History of Timber Framing in New England

Traditional timber framing, or post and beam construction, is the joining of vertical and horizontal timbers together with mortise and tenon joints secured with hardwood pegs to create the structure of a building. The art of timber framing had been mastered in Europe for many centuries before the first European settlers set foot in America. In the New World, settlers found virgin forests rich with the resources to build timber structures but initially lacked the tools and the skills to do so.

After the first few years of living in crudely built thatched huts, much like people did before the advent of timber framing in Europe, settlers began to explore the methods of building with timber. Removed from European influences where timber buildings were commonly embellished with ornamentation for the more wealthy members of society, the pragmatic settlers chose to construct very basic structures. They did this by using simple joints and by using wood that was larger and longer than what had been available in Europe, where wood at the time was very scarce and frames were constructed of many smaller timbers. By the 1700's, specialized tradesmen, including master builders and skilled timber framers and carpenters, were recruited from Europe to help build barns and homes in America.

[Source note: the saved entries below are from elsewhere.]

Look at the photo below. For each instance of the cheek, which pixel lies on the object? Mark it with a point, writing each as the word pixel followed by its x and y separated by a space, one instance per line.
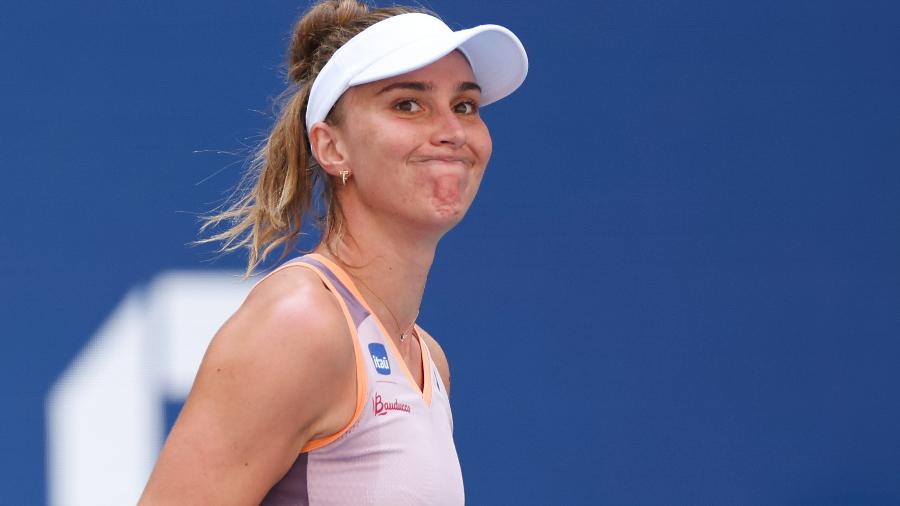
pixel 481 143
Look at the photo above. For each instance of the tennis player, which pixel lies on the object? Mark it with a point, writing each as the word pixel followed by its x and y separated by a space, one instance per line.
pixel 321 388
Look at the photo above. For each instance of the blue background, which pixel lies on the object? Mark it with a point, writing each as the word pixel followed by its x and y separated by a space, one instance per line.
pixel 680 283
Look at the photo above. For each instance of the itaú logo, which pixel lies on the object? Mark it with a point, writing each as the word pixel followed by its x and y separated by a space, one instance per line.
pixel 381 407
pixel 106 414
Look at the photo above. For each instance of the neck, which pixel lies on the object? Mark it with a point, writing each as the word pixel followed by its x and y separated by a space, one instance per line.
pixel 390 269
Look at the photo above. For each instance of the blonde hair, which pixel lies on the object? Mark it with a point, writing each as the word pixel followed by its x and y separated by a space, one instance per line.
pixel 276 195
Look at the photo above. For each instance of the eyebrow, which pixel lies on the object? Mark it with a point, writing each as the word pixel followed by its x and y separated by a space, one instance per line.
pixel 423 86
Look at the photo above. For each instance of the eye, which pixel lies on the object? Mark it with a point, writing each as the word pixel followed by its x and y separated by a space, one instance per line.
pixel 466 108
pixel 408 105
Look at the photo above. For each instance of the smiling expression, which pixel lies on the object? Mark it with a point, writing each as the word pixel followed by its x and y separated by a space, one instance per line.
pixel 416 144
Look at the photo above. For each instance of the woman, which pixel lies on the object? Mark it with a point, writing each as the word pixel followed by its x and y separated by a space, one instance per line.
pixel 321 389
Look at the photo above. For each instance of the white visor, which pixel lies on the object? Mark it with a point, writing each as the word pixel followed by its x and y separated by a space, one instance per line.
pixel 408 42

With the increase of settlement in America grew a spirit of cooperation among people that helped influence the development of timber frame construction. Whole communities comprised of neighbors, friends and relatives would gather for the raising of one family's home or barn. To make the most efficient use of the available manpower, the timber frames were assembled and raised in large sections called "bents." A bent is the framed structural unit of a timber frame, dictating its height and width and its shape in cross section. Many barn frames of the era were constructed of 3 to 6 bents with the length of the timbers connecting the bents together dictating the final length of the building. By making full use of eager neighbors and large bent sections, large buildings could often be erected in a single day.

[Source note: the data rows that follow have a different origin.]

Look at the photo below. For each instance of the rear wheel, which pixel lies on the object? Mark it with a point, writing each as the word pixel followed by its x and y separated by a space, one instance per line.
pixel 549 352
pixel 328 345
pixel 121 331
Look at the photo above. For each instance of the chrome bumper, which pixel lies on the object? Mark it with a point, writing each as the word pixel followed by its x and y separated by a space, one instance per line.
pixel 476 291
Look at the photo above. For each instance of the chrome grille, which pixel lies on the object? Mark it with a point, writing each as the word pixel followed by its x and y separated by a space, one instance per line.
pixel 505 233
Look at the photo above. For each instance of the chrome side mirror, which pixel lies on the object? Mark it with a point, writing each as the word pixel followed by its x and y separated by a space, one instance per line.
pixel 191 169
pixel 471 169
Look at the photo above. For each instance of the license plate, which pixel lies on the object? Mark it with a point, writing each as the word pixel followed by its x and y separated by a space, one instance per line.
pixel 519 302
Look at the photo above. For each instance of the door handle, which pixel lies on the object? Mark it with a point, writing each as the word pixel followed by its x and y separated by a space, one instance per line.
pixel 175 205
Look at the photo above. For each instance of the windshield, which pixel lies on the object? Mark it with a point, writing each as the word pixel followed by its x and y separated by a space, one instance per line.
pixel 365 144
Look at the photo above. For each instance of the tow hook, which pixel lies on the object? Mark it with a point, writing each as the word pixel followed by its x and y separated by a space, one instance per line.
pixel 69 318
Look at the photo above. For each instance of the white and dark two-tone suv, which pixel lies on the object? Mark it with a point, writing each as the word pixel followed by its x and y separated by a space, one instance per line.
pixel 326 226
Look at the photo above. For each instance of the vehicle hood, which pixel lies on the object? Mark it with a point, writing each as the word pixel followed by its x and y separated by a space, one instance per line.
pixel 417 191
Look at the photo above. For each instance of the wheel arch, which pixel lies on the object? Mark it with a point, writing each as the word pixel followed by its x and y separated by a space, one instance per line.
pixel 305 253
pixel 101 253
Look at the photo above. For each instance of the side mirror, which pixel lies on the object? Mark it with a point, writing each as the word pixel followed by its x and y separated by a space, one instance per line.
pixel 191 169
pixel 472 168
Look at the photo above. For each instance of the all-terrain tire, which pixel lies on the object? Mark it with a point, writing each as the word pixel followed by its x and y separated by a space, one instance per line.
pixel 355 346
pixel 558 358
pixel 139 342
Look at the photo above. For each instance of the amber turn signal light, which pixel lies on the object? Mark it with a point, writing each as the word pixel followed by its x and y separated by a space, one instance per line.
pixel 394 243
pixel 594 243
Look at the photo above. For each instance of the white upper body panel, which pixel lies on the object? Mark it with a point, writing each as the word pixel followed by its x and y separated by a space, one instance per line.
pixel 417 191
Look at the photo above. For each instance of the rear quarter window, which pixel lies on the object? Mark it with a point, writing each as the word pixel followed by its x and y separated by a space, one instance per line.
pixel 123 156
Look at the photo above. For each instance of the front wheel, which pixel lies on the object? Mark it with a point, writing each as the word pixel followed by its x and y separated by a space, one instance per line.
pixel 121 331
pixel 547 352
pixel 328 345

Timber frames in colonial New England were initially cut from hardwood species such as oak as they had been in Europe. As the supply of hardwood diminished however, softwood species such as spruce, hemlock and pine were more commonly used. By the mid 1800's, when hardwood became scarce, most timber frames were built from these softwood species. Hardwood still remained the preferred material for pegs, which secured the timber joints. Before the mid-1800's, most timbers were hand-hewn from logs with broad axes or hatchets. A straight line was created along the length of a log with chalk or charcoal on a string and the log surface was scored with an axe to the depth of the line. The outer wood was then chopped away along the length of the log with downward axe swings to create a flat surface. This process was repeated on all sides of the log until a square timber emerged. An adze, a hoe-like tool swung between the hewer's legs as he straddled the timber, was sometimes used to smooth off the rough spots. Because timbers made in this manner were not uniform in size, each joint in one timber was custom cut to specifically fit a joint in another timber. After a joint was sized and trial fitted, it was inscribed with "marriage marks" to insure it was assembled correctly. This method for making timber frames was known as the "scribe rule" method. Using this technique timbers over 50' in length could be hewn from a single tree for long sill pieces, top plates and ridgepoles.

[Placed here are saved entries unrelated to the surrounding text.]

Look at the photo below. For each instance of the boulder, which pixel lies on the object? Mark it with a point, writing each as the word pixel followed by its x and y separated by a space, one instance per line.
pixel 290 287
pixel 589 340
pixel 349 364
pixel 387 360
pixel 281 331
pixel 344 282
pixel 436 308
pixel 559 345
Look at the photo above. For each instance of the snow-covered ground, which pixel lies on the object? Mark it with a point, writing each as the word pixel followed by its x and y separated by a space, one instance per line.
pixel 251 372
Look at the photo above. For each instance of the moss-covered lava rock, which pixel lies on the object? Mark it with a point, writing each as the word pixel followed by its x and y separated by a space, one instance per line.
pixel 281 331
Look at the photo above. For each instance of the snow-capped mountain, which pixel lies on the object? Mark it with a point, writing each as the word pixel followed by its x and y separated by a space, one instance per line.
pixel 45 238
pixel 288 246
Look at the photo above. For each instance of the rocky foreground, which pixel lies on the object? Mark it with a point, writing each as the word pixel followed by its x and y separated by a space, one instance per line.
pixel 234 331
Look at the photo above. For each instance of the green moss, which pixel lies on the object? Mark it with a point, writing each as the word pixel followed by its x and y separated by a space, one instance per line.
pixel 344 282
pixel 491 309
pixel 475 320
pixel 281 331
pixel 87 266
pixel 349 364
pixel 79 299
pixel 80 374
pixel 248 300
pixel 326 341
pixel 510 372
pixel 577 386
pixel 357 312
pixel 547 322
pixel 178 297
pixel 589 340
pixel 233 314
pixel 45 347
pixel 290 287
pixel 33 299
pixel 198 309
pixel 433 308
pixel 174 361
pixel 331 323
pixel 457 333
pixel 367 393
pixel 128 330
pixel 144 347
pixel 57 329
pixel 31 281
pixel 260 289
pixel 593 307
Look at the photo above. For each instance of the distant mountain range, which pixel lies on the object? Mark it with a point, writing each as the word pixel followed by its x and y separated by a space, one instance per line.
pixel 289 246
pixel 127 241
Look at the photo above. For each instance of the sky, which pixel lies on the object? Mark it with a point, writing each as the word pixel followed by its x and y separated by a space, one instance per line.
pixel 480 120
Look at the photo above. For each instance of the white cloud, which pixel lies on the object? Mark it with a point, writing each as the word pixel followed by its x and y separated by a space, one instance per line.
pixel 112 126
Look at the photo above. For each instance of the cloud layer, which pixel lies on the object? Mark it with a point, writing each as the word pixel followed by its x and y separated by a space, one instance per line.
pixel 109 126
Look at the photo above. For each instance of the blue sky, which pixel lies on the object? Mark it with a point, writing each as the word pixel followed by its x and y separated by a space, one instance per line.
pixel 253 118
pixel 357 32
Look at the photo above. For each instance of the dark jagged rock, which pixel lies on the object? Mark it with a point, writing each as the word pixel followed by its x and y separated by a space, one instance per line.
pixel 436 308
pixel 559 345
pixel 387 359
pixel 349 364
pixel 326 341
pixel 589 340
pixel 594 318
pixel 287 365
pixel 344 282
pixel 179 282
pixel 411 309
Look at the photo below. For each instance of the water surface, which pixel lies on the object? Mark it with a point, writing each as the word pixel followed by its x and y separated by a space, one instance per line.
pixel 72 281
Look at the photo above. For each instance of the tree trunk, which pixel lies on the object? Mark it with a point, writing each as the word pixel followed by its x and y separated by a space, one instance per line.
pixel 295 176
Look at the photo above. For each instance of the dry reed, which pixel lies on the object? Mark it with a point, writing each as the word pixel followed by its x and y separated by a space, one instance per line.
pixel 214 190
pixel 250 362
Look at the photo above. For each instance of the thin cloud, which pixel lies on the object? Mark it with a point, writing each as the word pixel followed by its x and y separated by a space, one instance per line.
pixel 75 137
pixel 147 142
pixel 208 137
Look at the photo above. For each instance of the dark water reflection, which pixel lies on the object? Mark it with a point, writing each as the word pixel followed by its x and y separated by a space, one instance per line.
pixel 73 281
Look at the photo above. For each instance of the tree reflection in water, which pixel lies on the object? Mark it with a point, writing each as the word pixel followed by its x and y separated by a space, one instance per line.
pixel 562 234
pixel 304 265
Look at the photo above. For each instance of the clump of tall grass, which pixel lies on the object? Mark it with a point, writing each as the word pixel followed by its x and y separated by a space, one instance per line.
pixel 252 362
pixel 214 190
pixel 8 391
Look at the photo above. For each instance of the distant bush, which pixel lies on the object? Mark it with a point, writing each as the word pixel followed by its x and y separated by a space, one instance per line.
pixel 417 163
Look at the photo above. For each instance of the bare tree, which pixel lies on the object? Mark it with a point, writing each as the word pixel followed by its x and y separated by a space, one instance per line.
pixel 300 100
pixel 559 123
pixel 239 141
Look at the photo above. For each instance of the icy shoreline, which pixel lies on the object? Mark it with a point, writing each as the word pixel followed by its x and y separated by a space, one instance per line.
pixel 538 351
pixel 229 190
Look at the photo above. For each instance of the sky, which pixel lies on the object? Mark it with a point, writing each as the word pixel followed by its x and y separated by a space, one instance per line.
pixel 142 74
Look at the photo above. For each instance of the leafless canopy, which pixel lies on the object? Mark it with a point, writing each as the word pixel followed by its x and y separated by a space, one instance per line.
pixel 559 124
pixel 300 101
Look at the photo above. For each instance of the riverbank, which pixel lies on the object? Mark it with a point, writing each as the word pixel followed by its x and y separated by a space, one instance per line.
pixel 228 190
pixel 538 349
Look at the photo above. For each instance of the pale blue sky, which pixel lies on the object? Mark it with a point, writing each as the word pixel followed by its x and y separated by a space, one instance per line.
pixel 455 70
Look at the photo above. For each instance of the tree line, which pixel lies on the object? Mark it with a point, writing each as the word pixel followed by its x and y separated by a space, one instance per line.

By the mid 1800's, sawmills became more common in the region and an increasing proportion of New England barns were built with sawn framing timbers. Because timbers could be manufactured to uniform sizes, joinery techniques changed to allow the production of interchangeable parts by using a framing square. This was called the "square rule" method and is the standard for most timber frames constructed today. This method was more efficient because joinery could be completed faster, less skilled craftsmen were required to cut the joinery, and the fitting of the timber did not occur until the bents were assembled on site. Because the first sawmills didn't have the capacity to cut timbers over 24', longer timbers of this era were created by joining two separate timbers end to end using a scarf joint. Some structures of this era, particularly in areas where sawmills were just introduced, were constructed with both, hand-hewn timbers for the longer members, and sawn timber for the shorter ones. Today with modern sawmills able to cut over 40' long timbers, the length of available logs usually dictates timber lengths.